Pensando em tudo isso, me lembrei de um monumento bastante discreto porém bem inteligente lá de Berlim, uma cidade que insiste em mostrar, sempre que pode, suas cicatrizes. Quando se chega lá, não se vê nada além de uma praça na Universidade Humboldt de Berlim – a vida segue como se nada estivesse acontecendo.
É preciso chegar mais perto para ver o vazio. A foto é ruim (vou pôr a culpa no dia nublado e na câmera do celular), mas é isso mesmo: um vidro no chão da praça, através do qual se vê uma biblioteca completamente vazia. A explicação vem um pouco depois.
“No meio dessa praça, estudantes nacional-socialistas queimaram, no dia 10 de maio de 1933, o trabalho de centenas de escritores, jornalistas, filósofos e cientistas livres.” O memorial, de autoria de Micha Ullman, tem ainda a seguinte epígrafe: “Era só um prelúdio. Onde se queimam livros, também se queimam pessoas”, uma frase que o escritor Heinrich Heine escreveu em 1820, mais de cem anos antes da data em questão. E ele estava certo.
Grande parte da insistência alemã de marcar essa data e marcar em suas cidades o nome dos mortos e os prédios destruídos (há todo um estilo arquitetônico de restauração que deixa a destruição anterior muito evidente) é a necessidade de lembrar para que não aconteça de novo.
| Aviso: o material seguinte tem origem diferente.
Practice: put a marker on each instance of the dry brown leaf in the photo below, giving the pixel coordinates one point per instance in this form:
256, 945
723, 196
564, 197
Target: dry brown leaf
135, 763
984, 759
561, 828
A verdade é que, em anos recentes, vimos vários ataques aos livros e ao conhecimento acontecerem. Para além de serem definidos como um montão de muita coisa escrita, o prefeito do Rio de Janeiro tentou proibir a circulação de um quadrinho na Bienal do Livro, e Luisa Geisler foi desconvidada de um evento depois de uma bibliotecária achar que seu livro tinha “linguagem inadequada”. No fim de semana em que termino de escrever esse texto, o Ministério da Saúde anunciou que vai rever os números do Covid-19 por considerá-los fantasiosos (o que rende toda uma outra conversa sobre gêneros literários).
Ainda não queimamos os livros em praça pública. E conhecer a história de quem o fez pode nos ajudar a não chegar nesse ponto.
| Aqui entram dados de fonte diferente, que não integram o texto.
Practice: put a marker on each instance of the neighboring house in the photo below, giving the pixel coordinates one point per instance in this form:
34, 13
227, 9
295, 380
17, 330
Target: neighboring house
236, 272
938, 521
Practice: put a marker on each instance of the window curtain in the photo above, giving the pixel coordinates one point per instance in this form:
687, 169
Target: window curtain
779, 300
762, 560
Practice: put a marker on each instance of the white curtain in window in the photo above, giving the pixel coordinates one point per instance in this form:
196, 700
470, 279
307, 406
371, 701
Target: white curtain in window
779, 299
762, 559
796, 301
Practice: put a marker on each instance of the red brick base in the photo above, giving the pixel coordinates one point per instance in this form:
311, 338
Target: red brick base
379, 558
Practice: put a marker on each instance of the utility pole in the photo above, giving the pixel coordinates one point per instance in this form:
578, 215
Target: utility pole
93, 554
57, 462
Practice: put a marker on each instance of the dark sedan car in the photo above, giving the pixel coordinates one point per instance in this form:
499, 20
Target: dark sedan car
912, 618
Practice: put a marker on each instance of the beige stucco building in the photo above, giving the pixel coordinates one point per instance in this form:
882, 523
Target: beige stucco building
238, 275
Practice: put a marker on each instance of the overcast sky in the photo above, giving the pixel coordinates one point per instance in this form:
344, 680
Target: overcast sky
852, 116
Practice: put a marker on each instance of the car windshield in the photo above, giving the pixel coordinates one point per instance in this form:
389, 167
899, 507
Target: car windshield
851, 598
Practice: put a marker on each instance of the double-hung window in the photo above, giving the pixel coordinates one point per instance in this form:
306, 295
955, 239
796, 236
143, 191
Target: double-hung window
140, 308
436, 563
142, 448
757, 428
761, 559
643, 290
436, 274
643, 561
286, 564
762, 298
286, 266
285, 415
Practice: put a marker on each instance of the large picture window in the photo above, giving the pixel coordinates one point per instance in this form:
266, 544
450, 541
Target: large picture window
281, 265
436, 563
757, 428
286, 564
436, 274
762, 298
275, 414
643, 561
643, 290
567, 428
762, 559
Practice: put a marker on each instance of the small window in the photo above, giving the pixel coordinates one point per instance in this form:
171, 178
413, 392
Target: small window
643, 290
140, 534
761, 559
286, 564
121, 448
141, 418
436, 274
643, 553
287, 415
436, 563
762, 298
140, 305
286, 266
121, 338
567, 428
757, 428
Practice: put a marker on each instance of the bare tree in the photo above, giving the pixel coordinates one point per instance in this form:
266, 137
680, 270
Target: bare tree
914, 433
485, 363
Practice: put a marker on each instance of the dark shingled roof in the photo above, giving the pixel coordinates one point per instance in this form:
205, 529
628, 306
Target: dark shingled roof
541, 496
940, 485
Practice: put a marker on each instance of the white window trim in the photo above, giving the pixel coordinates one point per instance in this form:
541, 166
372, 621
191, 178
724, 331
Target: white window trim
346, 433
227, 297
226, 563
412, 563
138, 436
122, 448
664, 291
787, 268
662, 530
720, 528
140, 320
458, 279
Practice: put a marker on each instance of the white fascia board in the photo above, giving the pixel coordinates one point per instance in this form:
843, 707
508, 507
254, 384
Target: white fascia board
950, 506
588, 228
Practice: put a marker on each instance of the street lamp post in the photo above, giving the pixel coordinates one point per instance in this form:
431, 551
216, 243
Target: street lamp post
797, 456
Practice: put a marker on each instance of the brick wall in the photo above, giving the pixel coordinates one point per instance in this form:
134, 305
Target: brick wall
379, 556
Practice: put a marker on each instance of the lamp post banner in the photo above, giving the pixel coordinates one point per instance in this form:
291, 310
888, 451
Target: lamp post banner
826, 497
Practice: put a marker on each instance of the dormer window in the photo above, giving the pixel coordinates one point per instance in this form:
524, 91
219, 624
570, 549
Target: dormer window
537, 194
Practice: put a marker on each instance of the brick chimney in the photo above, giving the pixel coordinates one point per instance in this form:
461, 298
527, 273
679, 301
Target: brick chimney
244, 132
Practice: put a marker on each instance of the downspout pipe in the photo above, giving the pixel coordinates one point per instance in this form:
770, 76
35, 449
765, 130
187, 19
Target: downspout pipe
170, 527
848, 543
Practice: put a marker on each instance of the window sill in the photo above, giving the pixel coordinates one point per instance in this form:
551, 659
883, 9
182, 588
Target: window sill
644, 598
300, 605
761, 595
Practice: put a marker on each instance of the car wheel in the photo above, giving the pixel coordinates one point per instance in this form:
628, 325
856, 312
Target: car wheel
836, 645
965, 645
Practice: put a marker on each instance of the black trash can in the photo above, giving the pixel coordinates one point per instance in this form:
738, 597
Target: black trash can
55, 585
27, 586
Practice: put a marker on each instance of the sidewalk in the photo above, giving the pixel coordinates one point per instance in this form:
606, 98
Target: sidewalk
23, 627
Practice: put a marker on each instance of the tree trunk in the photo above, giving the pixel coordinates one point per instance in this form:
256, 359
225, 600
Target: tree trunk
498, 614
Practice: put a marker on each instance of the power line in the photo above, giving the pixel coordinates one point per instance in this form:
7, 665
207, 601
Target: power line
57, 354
Gisele Eberspächer é jornalista e tradutora. Vive entre livros e não sabe se gosta mais de café ou chá – então toma os dois compulsivamente. Fala sobre literatura no canal do YouTube “Vamos falar sobre livros?” desde 2012.
Muito bom, Gisele! Sensível e essencial o seu texto.
A questão é sobre quem tem a consciência ou não da importância desse olhar para trás… ou quem olha e não se importa e que talvez até inveje não ter podido cometer essas barbáries. Me assusta o perfil de pessoas que não se sentem sensibilizadas, e, arrisco dizer, se tivessem poder suficiente nas mãos repetiriam triunfantes as atrocidades, os massacres, toda a destruição, hoje!
E hoje no Brasil temos um massacre diário, incontáveis mortes, sem uma guerra (declarada). Quem incendeia essas vidas? Quem transforma milhares de pessoas em cinzas a cada minuto, hoje? O passado é presente.